Given that scar tissues have dual functions (both protective and inhibitory) in the recovery from injury^1,2, our work raises the important question of whether κ opioid receptor drugs can be employed to control ependymal cell proliferation dynamically, thus modulating scar formation and wound healing in certain types of spinal cord injuries. We have provided proof-of-principle evidence that tissue integrity and functional recovery after injury can be modulated by Nalfurafine, a κ agonist that has received approval in multiple countries as an antipruritic with minimal adverse effects⁴³. Whether this strategy has potential therapeutic value will require further assessment of the temporal contributions of the ependymal lineage and κ signaling to the scar formation process. Additionally, over-proliferation of ependymal cells also occurs in clinical cases of spinal ependymoma, which is associated with pain and weak muscle control. It will be interesting to investigate whether the endogenous κ signaling pathway is involved in tumor formation in such conditions. In any case, this pathway likely represents just one of several controlling ependymal proliferation, and further studies will determine its contribution and therapeutic potential relative to other mechanisms.

Methods

Animals

All animal experiments were conducted in accordance with protocol AN192533 approved by the Institutional Animal Care and Use Committee, University of California, San Francisco. Mice were raised under regular diurnal (12:12) light-dark cycles at a temperature of 68–79°F and a humidity of 30–70% with ad libitum access to food and water. We used mice of both sexes between the age of 1–6 months. Tg(PKD2L1-Cre) mice (MGI: 5691401)¹⁰ and Pdyn^fl/fl mice (MGI: 7407169)⁴⁴ were kindly provided by Dr. Charles Zuker (Columbia University) and Dr. Richard Palmiter (University of Washington, Seattle), respectively. Wildtype C57BL6/J mice as well as Rosa26^LSL-tdTomato (MGI: 3813512)⁴⁵, Pdyn^Cre (MGI: 5562873)⁴⁶, Polr2a^{GCaMP5G-tdTomato} (MGI: 5560331)⁴⁷, MORF3 (MGI: 6441965)²³, Rosa26^iDTR (MGI: 3772576)⁴⁸ and Sox2^CreERT2 (MGI: 5295990)⁴⁹ mice were acquired from Jackson Laboratory. For cell ablation, 1 mg/ml stock solution of DTX (List Biological Laboratories, #150) was prepared with water, aliquoted and stored at −20°C until use. When needed, the DTX solution was diluted to 5 ng/μl with sterile 0.9% saline and 50 μg/kg was administered i.p. daily for 5 consecutive days. For CreERT2 induction, tamoxifen (Sigma-Aldrich, T5648) was dissolved at a concentration of 20 mg/ml in corn oil at 37°C overnight and then stored at 4°C for no longer than 4 days. Mice were i.p. injected with 2 mg tamoxifen/day for 3 consecutive days. To avoid any direct effect of tamoxifen on cell proliferation, mice were used for experiments after >3 weeks. In all experiments, littermates were used as genotype controls whenever possible; when not, age-matched animals were used. Mice of each genotype were randomly selected and assigned to different groups in all experiments. Where possible, experimenter was blinded from the genotype or drug treatment information when performing surgeries and quantifications, including event counting, cell counting and intensity measurements.

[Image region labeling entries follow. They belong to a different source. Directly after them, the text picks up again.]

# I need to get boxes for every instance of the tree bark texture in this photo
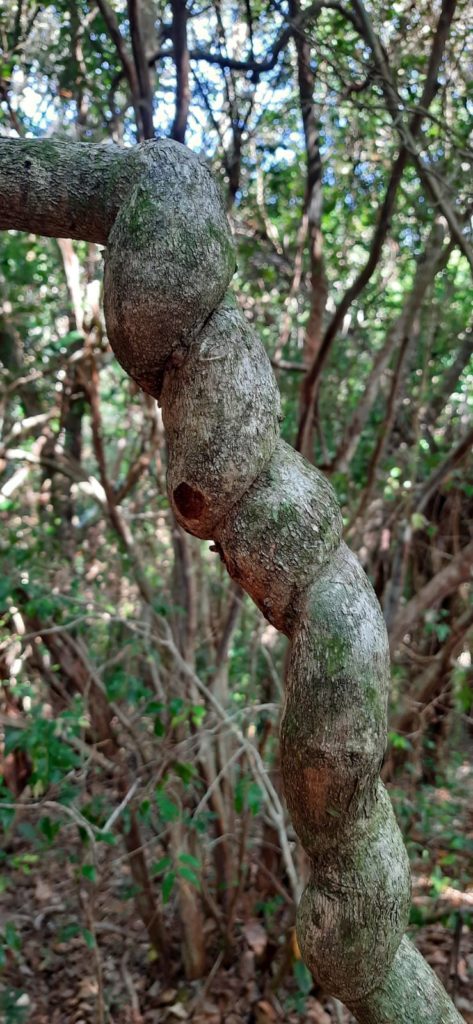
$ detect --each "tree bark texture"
[0,140,462,1024]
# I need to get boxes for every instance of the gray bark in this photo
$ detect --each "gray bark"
[0,141,461,1024]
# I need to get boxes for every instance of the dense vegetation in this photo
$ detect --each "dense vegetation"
[0,0,473,1024]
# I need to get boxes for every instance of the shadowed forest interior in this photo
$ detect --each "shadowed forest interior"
[0,0,473,1024]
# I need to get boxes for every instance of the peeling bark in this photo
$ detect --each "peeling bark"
[0,132,461,1024]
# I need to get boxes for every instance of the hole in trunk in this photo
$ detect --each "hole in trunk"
[173,483,206,519]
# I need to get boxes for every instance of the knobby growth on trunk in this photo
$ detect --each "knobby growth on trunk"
[0,139,461,1024]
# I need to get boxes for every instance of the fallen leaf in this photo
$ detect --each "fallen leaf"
[243,921,267,956]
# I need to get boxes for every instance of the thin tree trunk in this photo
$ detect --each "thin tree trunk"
[389,541,473,650]
[0,134,464,1024]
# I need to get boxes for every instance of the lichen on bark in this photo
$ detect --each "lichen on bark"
[0,139,462,1024]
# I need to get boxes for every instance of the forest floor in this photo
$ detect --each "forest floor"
[0,774,473,1024]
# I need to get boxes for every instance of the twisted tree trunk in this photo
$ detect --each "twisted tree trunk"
[0,139,461,1024]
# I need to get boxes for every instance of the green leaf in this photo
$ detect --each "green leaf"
[156,790,180,821]
[151,857,172,876]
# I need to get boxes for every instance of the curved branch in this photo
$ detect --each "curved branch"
[0,132,461,1024]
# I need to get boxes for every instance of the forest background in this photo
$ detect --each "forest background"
[0,0,473,1024]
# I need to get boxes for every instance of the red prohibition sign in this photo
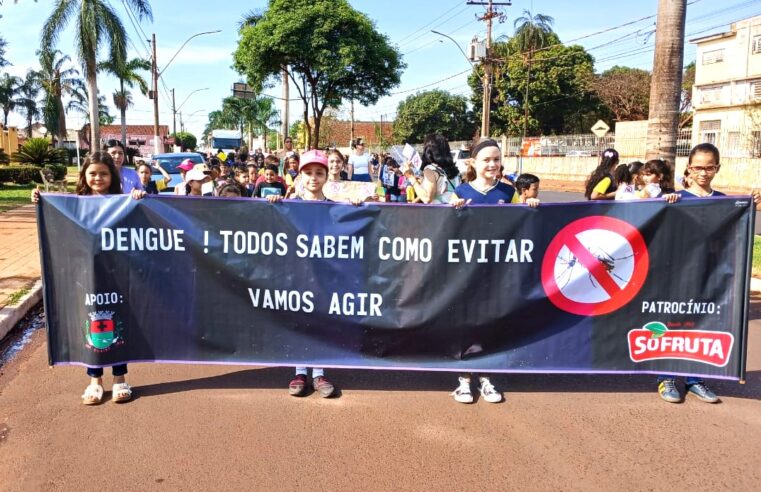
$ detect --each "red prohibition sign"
[542,216,650,316]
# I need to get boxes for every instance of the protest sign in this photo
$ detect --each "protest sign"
[38,194,754,379]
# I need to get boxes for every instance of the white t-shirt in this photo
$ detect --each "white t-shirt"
[349,153,370,178]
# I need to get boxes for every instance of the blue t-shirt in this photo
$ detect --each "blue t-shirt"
[676,190,727,200]
[119,166,143,193]
[454,181,515,205]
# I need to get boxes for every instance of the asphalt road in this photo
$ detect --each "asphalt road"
[0,299,761,491]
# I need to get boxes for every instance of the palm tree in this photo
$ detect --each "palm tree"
[16,69,41,138]
[99,58,151,145]
[0,73,21,126]
[37,50,83,147]
[42,0,153,146]
[513,10,555,137]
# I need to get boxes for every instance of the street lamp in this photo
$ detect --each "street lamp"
[151,29,222,154]
[172,87,209,133]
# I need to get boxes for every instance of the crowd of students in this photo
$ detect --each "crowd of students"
[32,135,761,405]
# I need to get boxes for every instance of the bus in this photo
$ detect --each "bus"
[209,130,243,153]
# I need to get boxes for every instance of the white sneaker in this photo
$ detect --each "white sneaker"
[451,377,473,403]
[478,378,502,403]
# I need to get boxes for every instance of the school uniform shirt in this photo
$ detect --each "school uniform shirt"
[676,190,727,200]
[254,181,285,198]
[454,181,518,205]
[349,153,370,180]
[119,166,143,193]
[592,175,616,195]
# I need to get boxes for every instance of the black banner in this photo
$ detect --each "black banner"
[38,195,754,379]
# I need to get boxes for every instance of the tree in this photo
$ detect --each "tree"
[37,50,83,148]
[513,10,555,136]
[16,69,41,138]
[593,66,650,121]
[99,58,151,142]
[0,73,21,126]
[468,34,607,135]
[645,0,687,165]
[679,61,695,128]
[41,0,153,146]
[393,89,476,144]
[233,0,405,147]
[172,132,198,152]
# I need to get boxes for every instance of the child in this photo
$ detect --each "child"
[137,162,172,195]
[510,173,539,203]
[267,150,335,398]
[584,149,618,200]
[658,143,761,403]
[450,138,539,403]
[253,164,285,198]
[185,169,213,196]
[613,161,643,200]
[32,152,145,405]
[235,168,254,198]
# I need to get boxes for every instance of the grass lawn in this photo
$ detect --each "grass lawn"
[0,183,35,213]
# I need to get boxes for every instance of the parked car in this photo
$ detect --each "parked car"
[151,152,206,193]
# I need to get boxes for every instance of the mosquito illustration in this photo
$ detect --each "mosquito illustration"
[557,246,634,289]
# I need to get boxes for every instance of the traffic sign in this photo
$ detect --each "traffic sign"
[542,216,650,316]
[592,120,610,137]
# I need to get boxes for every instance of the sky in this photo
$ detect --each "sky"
[0,0,761,142]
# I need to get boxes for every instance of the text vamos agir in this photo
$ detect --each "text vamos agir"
[100,227,534,263]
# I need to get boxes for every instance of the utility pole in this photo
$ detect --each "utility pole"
[350,98,354,142]
[645,0,687,187]
[172,89,177,135]
[151,33,161,154]
[468,0,512,138]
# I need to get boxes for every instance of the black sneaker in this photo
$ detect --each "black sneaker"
[687,381,719,403]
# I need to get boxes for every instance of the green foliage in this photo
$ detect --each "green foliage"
[0,165,66,184]
[394,89,476,144]
[593,66,650,121]
[11,138,68,167]
[234,0,405,147]
[172,132,198,151]
[468,34,607,135]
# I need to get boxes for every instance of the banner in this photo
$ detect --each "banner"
[38,194,754,379]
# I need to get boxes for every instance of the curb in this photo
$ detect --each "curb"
[0,280,42,340]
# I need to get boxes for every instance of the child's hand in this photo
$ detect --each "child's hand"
[661,193,679,203]
[750,190,761,205]
[449,198,472,208]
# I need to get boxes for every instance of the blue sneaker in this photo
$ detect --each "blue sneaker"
[658,379,682,403]
[687,381,719,403]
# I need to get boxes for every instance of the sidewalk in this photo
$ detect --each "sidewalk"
[0,204,40,309]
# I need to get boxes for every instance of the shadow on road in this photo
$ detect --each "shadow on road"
[136,367,761,400]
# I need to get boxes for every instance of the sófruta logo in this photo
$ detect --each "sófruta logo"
[84,311,124,352]
[628,321,734,367]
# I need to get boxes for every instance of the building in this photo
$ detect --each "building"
[80,124,171,156]
[690,16,761,157]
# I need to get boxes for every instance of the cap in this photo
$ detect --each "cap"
[185,169,209,182]
[177,159,195,171]
[299,150,328,172]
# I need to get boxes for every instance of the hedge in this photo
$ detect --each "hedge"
[0,164,66,184]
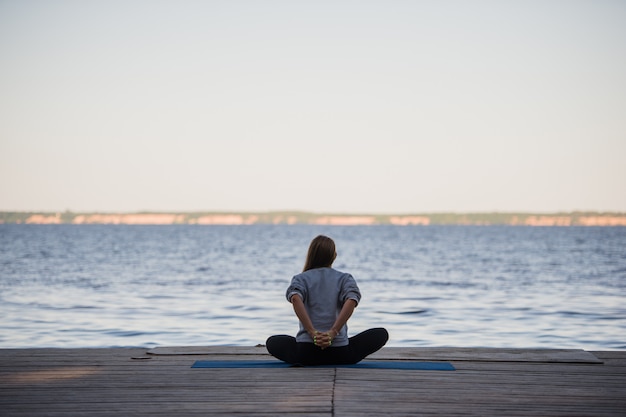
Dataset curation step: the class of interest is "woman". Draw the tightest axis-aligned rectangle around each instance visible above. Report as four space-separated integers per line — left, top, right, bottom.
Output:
266 236 389 366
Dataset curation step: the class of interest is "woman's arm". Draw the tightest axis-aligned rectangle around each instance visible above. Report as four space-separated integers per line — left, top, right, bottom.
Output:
328 299 356 339
289 294 317 338
291 294 357 350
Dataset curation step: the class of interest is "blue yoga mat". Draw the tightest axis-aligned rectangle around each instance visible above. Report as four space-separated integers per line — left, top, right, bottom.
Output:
191 361 455 371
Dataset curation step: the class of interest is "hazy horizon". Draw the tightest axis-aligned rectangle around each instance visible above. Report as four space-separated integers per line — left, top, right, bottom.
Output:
0 0 626 214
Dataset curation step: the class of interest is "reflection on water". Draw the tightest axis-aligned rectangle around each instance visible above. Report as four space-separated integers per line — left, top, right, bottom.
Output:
0 225 626 349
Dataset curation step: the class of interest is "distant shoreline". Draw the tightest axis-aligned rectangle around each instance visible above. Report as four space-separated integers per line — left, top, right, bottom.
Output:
0 211 626 226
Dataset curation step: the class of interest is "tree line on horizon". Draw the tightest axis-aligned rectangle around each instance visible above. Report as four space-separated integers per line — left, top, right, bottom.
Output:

AAV packaging and intracerebroventricular injection

AAV2 or PHP.eB viral preparations made from pAAV-CAG-tdTomato (#59462) or pAAV-CAG-GFP (#37825) plasmids were purchased from Addgene. AAV2 was generated from pAAV-FLEX-PLAP plasmid (Addgene, #80422) by triple transfection into HEK293FT cells (Thermo Fisher Scientific, R70007), followed by purification of AAV particles with the iodixanol gradient ultracentrifugation method. Viral titer was between 1E12 – 5E13 GC/ml for in vivo delivery. We did not find any information about authentication and mycoplasma contamination from the vendor regarding the HEK293FT cell line.

Under isoflurane anesthesia, a mouse was positioned on a heating pad on a stereotaxic instrument (David Kopf Instruments, Model 1900). Hairs were removed from the top of the head and the surgical site was disinfected with alternating scrubs of 7.5% Povidone Iodine (Betadine surgical scrub) and 70% Ethanol. Lidocaine (Vedco, NDC 50989-417-12, 1.6 mg/ml in sterile 0.9% saline, 100 μl/mouse) was injected subcutaneously prior to making a ~1-cm long mid-sagittal skin incision over the skull. The bregma and lambda points were identified, and the skull was levelled by using a stereotaxic alignment indicator (Kopf Instruments, Model 1905) according to the manufacturer’s instructions. A small hole was opened on the skull at the coordinates (X = +1.7, Y = −0.9) or (X = +1.0, Y = −0.4) above the right lateral ventricle by using a stereotaxic drill (Kopf Instruments, Model 1911) coupled to a 0.027” ball drill bit (CircuitMedic, 115–6050). The cranial window was irrigated with sterile PBS immediately after opening to prevent dehydration. A Wiretrol II glass pipette (Drummond Scientific Company, 5–0002010), pulled to give a sharp tip (Sutter, P-97 micropipette puller) before the experiment, was mounted onto the stereotaxic frame and was loaded with 5 μl of AAV solution. The pipette tip was slowly advanced to 2.2 mm beneath the brain surface, and the AAV solution was dispensed gradually by manually controlling the Wiretrol plunger. Tissues were allowed to take up the AAV solution for 10 min before the pipette was retrieved slowly. Finally, the skin was closed by suturing, and the mouse was allowed to recover on a warm pad. Buprenorphine (Par Pharmaceutical, NDC 42023-179-05, 0.1 mg/kg) and Meloxicam (Pivetal, NDC 46066-937-13, 10 mg/kg) were administered i.p. during and after the surgery for analgesia.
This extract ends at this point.